Born in Pittsburgh in 1879 to Nicholas and Katherine Sotter, George William Sotter painted the rivers and mills of that city in his early youth. He apprenticed with several stained-glass studios there prior to becoming a partner in the studio of Horace Rudy in Pittsburgh around 1901. He took leave from the studio and came to Bucks County in 1902, to study at the Pennsylvania Academy of the Fine Arts as well as with Edward W. Redfield, the premier painter of the New Hope School. In 1903, he participated in the annual exhibition at the Pennsylvania Academy of the Fine Arts. He continued his studies at the Academy from 1905 – 1907 under William Merritt Chase and Thomas Anshutz.
George William Sotter lived in Holicong, Pennsylvania, near New Hope, in a converted 19th Century stone barn. There, in his studio, he painted landscape scenes of Bucks County, which link Sotter to the New Hope School of American Impressionism, and fashioned stained glass windows that remain extant in cathedrals, churches, and monasteries throughout the country.
In 1907, he married artist Alice E. Bennett of Pittsburgh, whom he first met at the Rudy Brothers Stained Glass Studio. On an extended wedding trip abroad, the couple studied and painted throughout Europe.

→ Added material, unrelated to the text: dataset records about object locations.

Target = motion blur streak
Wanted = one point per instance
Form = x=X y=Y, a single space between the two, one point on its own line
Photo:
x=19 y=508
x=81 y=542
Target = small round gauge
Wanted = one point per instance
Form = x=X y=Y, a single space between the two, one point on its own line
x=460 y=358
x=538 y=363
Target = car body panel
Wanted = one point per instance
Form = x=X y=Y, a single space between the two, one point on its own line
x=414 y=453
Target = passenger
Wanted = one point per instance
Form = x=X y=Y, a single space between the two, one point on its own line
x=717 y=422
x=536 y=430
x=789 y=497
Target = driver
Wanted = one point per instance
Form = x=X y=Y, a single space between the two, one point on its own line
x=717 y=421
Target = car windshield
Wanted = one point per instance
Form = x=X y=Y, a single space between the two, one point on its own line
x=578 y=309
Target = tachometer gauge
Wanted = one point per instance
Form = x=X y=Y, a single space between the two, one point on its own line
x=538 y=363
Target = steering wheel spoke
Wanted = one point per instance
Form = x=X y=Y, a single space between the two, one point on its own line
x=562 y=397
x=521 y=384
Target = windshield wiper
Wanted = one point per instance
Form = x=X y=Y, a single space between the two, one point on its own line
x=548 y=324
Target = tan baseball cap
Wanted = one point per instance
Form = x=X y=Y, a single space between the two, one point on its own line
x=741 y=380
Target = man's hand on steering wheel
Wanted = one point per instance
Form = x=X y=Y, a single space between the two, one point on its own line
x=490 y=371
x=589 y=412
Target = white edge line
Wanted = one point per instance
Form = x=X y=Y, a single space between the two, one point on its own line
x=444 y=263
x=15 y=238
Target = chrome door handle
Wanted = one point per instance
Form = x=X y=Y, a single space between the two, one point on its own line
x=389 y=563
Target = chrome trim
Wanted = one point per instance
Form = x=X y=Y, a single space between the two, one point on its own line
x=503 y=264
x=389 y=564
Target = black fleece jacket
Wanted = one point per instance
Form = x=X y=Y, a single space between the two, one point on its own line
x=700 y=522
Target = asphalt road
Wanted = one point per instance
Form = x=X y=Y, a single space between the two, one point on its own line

For nine years, Sotter taught design and painting at the Carnegie Institute of Technology, before moving permanently to their historic home in Holicong in 1919. He traveled and painted in Europe and in New England, particularly in Rockport, Maine. He opened his own stained-glass studio and he earned a national reputation making windows for churches and monasteries. Lauded for his marine pictures and dramatic landscapes with cloud-filled skies, Sotter was particularly recognized for painting winter night scenes, and consistently won the favorite painting ballot (cast by his artist colleagues) at the fall exhibitions at Phillips Mill in New Hope. The artist died in 1953.